As Joey realizes her complex feelings for both Dawson and Pacey, we see the show’s main characters’ true personalities emerge. Dawson becomes withholding and spiteful – he even crashes his boat into Pacey’s (see what I mean about the boats?). But Pacey communicates honestly with Joey, and gives her the time and space to decide what she wants. Teenage girls get to see what the nice guy is actually like, and we finally get to see Joey have a healthy, communicative, and respectful relationship (she and Pacey go away on a trip together, on Pacey’s boat). Oh, and we get to see Dawson cry.
Meanwhile, we also get to watch groundbreaking storylines, courtesy of newcomer Andie and her brother Jack (played by Kerr Smith). Characters that experience mental health issues are usually a sensationalized plot device in television, but in Dawson’s Creek, they are treated with respect, normalizing a generation of viewers to the ideas of seeking out help through therapy and taking medication without shame. We see the sweet, yet high-strung Andie have difficulty balancing her high expectations for herself while taking care of her mother, being her brother’s protector, and figuring out her relationship with Pacey. Andie ultimately starts taking medication with the support of her friends and family. When a death triggers her unresolved trauma, she decides, with the help of her support system, that she should take some time to recover at a treatment facility. And no, it’s not a Riverdale-style spooky asylum run by evil nuns. It’s a legitimate mental health treatment center. In another instance, Jen’s experience attending school-mandated therapy helps her understand that her issues with trust are due, in part, to her father’s neglect. The series suggests that anyone can benefit from therapy, regardless of how they look and act, and that it isn’t shameful, or even uncommon, to seek help.

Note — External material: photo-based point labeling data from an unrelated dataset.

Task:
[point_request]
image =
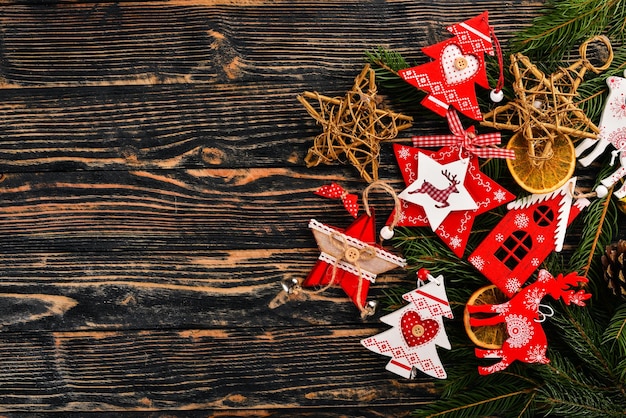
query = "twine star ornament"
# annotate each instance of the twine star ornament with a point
(353, 126)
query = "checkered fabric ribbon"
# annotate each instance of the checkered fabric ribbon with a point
(479, 145)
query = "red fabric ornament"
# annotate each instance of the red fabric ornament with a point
(458, 63)
(526, 340)
(455, 228)
(467, 139)
(534, 227)
(350, 258)
(417, 330)
(335, 191)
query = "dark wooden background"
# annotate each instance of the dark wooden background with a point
(153, 195)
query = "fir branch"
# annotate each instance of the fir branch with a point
(481, 402)
(566, 23)
(386, 64)
(615, 333)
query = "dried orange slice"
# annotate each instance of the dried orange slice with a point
(491, 337)
(542, 175)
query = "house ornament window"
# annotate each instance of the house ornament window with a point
(543, 216)
(514, 248)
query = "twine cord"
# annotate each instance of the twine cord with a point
(396, 201)
(353, 126)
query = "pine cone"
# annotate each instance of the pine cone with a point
(615, 267)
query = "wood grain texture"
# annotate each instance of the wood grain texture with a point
(153, 195)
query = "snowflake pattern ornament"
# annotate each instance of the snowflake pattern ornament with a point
(454, 229)
(439, 189)
(612, 132)
(458, 63)
(527, 341)
(417, 330)
(534, 227)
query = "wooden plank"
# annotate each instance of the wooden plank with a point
(163, 127)
(165, 290)
(199, 369)
(183, 210)
(80, 44)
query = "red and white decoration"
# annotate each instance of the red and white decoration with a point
(455, 228)
(526, 339)
(335, 191)
(439, 189)
(612, 132)
(417, 330)
(534, 227)
(458, 63)
(350, 258)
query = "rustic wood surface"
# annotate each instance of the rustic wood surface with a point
(153, 195)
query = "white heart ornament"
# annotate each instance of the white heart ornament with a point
(458, 68)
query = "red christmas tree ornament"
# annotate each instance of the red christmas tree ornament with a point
(446, 189)
(417, 331)
(534, 227)
(526, 339)
(458, 63)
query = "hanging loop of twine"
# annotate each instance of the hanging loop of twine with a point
(396, 200)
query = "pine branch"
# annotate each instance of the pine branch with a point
(567, 23)
(615, 333)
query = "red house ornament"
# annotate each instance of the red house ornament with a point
(458, 63)
(534, 227)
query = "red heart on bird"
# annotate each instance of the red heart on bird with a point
(417, 331)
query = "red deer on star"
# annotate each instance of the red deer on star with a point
(439, 195)
(526, 340)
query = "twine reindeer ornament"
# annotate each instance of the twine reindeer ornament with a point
(349, 258)
(544, 117)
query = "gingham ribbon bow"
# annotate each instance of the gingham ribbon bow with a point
(335, 191)
(478, 145)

And Dawson’s Creek even has – that’s right! – a complex gay character. Andie’s brother Jack initially shows up in Capeside as a quiet, artistic love interest for Joey. Eventually, we get to watch him come out with the support of Joey and his other friends, and we see him pursue romantic relationships with interesting, well-developed love interests. The show even aired TV’s first onscreen romantic male kiss. And although Jack becomes Jen’s best friend, he is not reduced to the “gay best friend” trope. Jen and Jack become a healthy constant in each other’s lives, providing support for one another in times of romantic and familial trouble. We get to see a gay high schooler who is popular, who’s on the football team, who has a supportive group of friends, and who isn’t constantly bullied and traumatized, as gay characters often are. This isn’t to say that there aren’t homophobic characters and plotlines within the show. They just aren’t the overarching theme of Jack’s entire story. We get to see a nuanced gay character in the 90s. We get to see queer joy.

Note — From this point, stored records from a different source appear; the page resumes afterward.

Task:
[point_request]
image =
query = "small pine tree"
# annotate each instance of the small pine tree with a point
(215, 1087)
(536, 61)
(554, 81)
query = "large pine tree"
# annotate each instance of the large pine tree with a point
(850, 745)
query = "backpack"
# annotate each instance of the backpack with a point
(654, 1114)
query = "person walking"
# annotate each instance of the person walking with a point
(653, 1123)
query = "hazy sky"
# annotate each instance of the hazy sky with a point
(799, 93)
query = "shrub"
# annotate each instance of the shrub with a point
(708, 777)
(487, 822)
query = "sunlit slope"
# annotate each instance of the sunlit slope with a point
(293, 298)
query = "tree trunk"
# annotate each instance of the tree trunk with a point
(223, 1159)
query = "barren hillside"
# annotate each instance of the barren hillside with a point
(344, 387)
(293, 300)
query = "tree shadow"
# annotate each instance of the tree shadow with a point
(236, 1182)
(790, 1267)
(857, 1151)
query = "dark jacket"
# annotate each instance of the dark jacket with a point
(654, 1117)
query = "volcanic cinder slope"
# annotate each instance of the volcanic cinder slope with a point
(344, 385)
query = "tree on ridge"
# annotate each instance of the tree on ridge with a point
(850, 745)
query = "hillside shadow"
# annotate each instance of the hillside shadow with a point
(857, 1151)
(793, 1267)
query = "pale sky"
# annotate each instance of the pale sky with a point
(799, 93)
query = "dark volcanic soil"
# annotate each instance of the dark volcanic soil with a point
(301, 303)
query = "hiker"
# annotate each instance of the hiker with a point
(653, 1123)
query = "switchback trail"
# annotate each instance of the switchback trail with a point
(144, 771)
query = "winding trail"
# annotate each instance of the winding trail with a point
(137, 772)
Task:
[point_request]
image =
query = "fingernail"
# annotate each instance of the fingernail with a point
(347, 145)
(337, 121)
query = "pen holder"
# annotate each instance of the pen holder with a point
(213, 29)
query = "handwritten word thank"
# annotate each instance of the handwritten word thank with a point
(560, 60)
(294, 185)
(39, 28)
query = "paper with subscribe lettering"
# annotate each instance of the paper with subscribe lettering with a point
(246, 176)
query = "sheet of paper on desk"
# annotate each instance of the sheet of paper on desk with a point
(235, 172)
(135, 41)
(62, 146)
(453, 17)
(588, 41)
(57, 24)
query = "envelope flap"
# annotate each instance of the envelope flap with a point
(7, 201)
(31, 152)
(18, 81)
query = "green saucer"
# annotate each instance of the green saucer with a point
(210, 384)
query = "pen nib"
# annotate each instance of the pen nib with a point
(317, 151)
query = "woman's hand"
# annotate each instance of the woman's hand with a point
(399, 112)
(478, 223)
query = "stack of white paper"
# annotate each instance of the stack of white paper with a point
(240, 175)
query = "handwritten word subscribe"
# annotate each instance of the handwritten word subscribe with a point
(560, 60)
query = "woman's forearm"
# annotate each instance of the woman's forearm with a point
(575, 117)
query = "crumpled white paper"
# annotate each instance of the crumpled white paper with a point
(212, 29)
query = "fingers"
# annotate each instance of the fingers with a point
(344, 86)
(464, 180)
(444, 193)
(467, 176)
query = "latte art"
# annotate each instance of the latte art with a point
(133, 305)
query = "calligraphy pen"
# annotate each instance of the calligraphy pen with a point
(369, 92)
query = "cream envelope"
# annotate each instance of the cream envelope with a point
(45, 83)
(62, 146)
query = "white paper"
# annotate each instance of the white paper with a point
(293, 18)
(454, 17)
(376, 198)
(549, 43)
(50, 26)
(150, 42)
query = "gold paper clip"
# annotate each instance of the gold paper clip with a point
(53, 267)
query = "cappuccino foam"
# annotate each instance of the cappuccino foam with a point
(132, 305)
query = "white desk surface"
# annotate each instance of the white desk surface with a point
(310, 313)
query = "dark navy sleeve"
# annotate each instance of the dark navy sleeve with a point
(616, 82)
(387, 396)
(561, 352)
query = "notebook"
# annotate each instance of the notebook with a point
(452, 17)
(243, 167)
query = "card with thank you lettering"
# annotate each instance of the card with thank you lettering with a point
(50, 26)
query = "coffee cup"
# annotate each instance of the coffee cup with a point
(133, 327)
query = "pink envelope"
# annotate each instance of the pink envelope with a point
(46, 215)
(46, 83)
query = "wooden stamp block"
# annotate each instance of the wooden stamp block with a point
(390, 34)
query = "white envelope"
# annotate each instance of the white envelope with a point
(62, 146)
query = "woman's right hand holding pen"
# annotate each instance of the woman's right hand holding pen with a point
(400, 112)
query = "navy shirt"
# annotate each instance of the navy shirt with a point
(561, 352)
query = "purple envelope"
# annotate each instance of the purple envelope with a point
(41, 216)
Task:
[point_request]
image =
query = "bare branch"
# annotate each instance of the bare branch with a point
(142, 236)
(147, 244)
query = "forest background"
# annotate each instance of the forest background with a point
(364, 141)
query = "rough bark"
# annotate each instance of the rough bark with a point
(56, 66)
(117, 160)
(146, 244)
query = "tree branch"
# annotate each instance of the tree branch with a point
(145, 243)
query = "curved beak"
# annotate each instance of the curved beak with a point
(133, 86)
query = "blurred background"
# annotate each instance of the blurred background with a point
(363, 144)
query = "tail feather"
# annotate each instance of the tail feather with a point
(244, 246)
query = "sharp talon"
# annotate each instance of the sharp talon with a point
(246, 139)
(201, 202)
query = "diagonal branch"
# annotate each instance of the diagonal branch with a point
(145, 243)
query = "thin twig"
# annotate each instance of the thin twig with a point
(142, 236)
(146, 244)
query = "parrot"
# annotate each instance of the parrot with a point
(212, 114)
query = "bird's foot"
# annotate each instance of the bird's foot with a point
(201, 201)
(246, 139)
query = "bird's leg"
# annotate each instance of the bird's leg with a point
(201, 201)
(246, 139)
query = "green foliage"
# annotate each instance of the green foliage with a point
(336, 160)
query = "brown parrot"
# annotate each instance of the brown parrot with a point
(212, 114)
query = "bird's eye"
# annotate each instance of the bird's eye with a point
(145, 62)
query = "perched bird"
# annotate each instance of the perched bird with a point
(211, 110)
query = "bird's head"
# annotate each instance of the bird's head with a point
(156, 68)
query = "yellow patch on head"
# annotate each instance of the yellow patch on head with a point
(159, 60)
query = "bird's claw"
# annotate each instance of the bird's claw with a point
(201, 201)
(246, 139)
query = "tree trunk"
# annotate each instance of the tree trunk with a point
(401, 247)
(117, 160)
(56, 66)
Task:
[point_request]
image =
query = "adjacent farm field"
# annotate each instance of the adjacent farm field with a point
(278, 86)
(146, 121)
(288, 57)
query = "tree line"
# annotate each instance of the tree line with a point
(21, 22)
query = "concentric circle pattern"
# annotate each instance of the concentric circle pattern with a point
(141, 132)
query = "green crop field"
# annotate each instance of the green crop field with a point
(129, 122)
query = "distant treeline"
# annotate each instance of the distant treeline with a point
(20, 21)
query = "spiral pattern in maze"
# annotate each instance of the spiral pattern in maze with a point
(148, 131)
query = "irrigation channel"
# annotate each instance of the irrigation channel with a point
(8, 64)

Watching Dawson’s Creek today, you can definitely see its age showing. The series can no longer be considered a “progressive” television series; it has a severe diversity problem in its casting, Pacey attempts to pester his gay brother out of the closet for much of the show’s first two seasons, and Dawson slut-shames any girl who has sex with someone other than him. Heck, the show isn’t even well-written most of the time. Still, I am an unapologetic fan of this silly teenage drama. Of all that it accomplished, of all that came after it, and of its strange obsession with boats.